Though Biden has the most aggressive climate plan of any Democratic presidential nominee to date, Monday’s speech was the most forceful example yet of the candidate making the case for his plan, the economic upside and the consequences of inaction from the Trump administration.

“What we’re seeing in America, in our communities, is connected to all of this, with every bout with nature’s fury caused by our own inaction on climate change,” Biden said.

“If we give a climate arsonist four more years in the White House, why would anyone be surprised if we have more of America ablaze? If we leave a climate denier with four more years in the White House, why would anyone be surprised when more of America is underwater. We need a president that respects science, understands that the damage from climate change is already here. Unless we take urgent action, it will soon be more catastrophic.”

The president’s official visit to California came sandwiched between campaign stops in Nevada and Arizona on a three-day swing out West. Later Monday, Trump traveled to Phoenix to participate in a “Latinos for Trump” roundtable campaign event.

The president did not mention Biden during his appearance in California, a rare reprieve given his usual tendency to use official events to attack his political opponents. Trump also awarded seven members of the California National Guard the Distinguished Flying Cross for helping to rescue citizens trapped by the fires in the state.

In his speech however, Biden repeatedly attacked Trump, both for his climate denialism and failure to take responsibility for a number of natural disasters that have been exacerbated by global warming.

“This is another crisis, another crisis, he won’t take responsibility for. The West is literally on fire. And he blames the people whose homes and communities are burning. He says, ‘You got to clean your floors; you got to clean your forest.’ This is the same president who threw paper towels on the people of Puerto Rico.”
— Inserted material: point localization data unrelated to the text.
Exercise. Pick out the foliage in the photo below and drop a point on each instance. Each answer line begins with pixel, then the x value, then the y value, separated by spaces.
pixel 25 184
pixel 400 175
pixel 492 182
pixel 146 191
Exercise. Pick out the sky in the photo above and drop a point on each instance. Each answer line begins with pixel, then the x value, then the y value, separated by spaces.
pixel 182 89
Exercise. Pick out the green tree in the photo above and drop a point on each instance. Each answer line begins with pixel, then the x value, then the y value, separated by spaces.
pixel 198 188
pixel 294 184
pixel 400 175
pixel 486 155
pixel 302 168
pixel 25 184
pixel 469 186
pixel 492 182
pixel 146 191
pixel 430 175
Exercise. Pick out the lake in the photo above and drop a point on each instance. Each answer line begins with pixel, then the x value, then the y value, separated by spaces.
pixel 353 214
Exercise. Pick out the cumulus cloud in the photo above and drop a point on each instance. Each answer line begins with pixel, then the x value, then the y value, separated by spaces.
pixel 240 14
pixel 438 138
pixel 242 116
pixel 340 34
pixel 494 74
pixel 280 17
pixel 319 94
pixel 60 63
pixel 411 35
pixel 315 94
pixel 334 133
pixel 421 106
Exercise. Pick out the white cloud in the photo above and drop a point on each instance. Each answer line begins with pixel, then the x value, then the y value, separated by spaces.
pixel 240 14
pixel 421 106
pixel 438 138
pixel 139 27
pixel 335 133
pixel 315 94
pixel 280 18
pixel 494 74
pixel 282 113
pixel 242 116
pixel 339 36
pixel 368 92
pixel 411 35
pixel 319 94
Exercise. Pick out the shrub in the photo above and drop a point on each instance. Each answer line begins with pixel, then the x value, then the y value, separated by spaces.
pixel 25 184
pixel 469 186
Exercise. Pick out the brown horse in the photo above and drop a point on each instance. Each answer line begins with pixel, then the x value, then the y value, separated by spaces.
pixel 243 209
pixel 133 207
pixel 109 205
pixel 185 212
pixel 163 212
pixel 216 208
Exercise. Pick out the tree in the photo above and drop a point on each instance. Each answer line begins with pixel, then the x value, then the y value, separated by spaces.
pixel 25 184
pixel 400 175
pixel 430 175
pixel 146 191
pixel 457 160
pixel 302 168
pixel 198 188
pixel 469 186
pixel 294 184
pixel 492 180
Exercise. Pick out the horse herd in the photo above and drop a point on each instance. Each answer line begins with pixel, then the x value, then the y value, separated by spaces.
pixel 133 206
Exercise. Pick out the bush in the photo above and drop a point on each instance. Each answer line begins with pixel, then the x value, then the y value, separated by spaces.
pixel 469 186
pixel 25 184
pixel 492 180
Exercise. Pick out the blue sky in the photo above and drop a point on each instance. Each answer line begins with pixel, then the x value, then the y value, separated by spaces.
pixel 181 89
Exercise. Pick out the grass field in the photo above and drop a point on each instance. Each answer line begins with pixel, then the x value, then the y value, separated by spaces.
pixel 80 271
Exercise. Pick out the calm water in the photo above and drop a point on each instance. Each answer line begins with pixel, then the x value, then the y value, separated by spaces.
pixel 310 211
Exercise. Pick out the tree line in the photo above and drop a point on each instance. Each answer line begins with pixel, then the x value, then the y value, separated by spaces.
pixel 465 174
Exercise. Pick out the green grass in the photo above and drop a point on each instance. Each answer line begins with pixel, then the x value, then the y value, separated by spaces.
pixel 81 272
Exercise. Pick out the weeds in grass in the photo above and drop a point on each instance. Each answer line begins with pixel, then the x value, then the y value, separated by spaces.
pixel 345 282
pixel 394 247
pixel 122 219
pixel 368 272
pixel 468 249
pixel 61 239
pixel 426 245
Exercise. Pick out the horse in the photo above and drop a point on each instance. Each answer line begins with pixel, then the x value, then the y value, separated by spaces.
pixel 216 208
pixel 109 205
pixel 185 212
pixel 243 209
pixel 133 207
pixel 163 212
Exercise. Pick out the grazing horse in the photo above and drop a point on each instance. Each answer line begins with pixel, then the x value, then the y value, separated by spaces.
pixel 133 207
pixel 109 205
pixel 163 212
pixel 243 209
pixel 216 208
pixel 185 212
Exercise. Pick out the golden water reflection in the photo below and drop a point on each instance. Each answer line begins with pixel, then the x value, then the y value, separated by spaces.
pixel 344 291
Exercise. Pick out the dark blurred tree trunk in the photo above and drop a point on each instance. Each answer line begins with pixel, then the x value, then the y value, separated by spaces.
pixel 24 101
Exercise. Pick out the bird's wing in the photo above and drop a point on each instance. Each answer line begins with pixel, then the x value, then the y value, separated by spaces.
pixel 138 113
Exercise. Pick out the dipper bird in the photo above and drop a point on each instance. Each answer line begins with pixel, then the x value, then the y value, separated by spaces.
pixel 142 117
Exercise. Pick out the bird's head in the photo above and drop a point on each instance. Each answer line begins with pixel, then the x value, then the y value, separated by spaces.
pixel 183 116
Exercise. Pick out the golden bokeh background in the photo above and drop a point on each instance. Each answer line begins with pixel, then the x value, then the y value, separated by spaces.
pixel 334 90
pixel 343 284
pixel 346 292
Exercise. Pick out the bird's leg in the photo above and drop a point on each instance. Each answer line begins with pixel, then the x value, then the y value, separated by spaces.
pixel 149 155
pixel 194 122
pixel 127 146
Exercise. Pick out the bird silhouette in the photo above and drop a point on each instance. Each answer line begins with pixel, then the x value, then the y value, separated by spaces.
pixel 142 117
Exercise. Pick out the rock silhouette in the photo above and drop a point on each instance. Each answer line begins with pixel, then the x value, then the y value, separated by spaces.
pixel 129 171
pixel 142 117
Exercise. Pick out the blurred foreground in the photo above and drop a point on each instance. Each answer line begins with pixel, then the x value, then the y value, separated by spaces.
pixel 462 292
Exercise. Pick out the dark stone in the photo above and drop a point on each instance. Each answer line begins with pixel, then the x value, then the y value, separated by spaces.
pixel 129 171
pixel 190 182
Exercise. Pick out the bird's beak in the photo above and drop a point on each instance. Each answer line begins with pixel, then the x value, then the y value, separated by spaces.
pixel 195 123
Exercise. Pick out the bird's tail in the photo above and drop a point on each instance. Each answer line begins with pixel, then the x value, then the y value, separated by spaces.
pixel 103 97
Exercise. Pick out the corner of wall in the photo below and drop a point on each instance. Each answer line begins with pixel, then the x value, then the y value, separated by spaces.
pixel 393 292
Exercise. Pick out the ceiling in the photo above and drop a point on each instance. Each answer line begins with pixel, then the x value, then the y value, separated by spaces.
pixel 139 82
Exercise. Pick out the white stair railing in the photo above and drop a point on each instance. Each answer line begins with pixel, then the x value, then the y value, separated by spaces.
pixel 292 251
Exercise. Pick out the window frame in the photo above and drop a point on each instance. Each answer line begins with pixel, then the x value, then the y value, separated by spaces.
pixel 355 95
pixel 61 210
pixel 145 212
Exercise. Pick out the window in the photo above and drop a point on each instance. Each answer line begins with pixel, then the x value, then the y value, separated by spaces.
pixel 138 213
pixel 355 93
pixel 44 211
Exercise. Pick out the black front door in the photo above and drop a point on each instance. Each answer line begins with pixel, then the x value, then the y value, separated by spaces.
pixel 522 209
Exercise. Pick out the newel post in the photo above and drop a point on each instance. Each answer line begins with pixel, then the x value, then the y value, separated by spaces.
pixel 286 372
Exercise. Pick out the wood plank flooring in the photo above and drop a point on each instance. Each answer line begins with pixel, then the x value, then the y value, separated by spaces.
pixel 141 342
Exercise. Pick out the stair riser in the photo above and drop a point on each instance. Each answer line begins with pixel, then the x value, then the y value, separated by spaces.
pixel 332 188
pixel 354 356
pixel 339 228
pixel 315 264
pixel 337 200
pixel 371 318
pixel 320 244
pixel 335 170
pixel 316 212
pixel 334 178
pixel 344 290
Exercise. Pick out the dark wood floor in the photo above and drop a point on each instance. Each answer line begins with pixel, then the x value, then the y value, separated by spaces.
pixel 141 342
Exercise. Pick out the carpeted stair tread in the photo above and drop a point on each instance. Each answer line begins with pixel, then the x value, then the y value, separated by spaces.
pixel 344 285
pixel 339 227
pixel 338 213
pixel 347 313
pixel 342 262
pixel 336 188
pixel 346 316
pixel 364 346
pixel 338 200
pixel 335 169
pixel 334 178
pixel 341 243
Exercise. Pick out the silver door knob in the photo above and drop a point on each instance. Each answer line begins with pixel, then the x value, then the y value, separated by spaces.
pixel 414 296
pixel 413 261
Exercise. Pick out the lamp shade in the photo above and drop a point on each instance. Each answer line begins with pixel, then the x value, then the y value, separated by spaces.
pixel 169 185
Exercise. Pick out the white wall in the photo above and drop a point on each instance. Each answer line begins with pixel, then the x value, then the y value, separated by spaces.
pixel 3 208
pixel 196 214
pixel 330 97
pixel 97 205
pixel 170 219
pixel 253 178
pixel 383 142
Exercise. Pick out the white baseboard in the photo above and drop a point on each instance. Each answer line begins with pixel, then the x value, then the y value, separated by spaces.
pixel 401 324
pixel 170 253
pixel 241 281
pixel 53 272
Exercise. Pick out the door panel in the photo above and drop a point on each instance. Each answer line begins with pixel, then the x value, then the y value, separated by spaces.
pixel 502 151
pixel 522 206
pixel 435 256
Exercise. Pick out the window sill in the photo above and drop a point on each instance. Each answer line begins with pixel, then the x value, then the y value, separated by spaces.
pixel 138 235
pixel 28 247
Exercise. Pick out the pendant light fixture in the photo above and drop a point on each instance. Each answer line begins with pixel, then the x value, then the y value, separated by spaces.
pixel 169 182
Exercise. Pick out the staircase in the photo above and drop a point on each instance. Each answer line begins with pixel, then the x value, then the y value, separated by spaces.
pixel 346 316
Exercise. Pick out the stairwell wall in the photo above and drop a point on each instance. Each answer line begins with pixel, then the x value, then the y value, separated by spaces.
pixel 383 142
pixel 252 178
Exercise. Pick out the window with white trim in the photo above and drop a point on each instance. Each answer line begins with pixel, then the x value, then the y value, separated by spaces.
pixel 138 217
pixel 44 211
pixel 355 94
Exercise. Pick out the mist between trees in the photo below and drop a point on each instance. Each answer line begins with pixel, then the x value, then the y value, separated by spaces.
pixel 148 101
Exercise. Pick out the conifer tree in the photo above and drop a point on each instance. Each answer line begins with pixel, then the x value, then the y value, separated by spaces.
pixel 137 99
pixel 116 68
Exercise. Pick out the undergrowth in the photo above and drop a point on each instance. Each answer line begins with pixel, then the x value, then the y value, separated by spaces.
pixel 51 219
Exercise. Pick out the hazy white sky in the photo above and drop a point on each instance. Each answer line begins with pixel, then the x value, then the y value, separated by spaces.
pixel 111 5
Trump has already approved disaster declarations for the wildfires, but at an August rally he floated the idea of withholding emergency funding to California.

“Maybe we’re just going to have to make them pay for it because they don’t listen to us,” Trump said at a Pennsylvania rally last month, according to Politico, again referencing cleaning the forest floor of leaves and brush.

Biden pointed to a history of Trump comments threatening to withhold emergency funding to various states, saying the president needs to “care for everyone.”

“Here’s the deal. Hurricanes don’t swerve to avoid red states or blue states. Wildfires don’t skip towns that voted a certain way. The impacts of climate change don’t pick and choose. That’s because it’s not a partisan phenomenon,” Biden said, adding later that Trump “has already said he wanted to withhold aid to California, punish the people of California, because they didn’t vote for him.”

Trump, despite his sidelining of climate change, has repeatedly called himself “the No. 1 environmental president” and promised to deliver the cleanest air and the cleanest water.

His administration, however, has rolled back both air and water protections along with a whole host of environmental laws.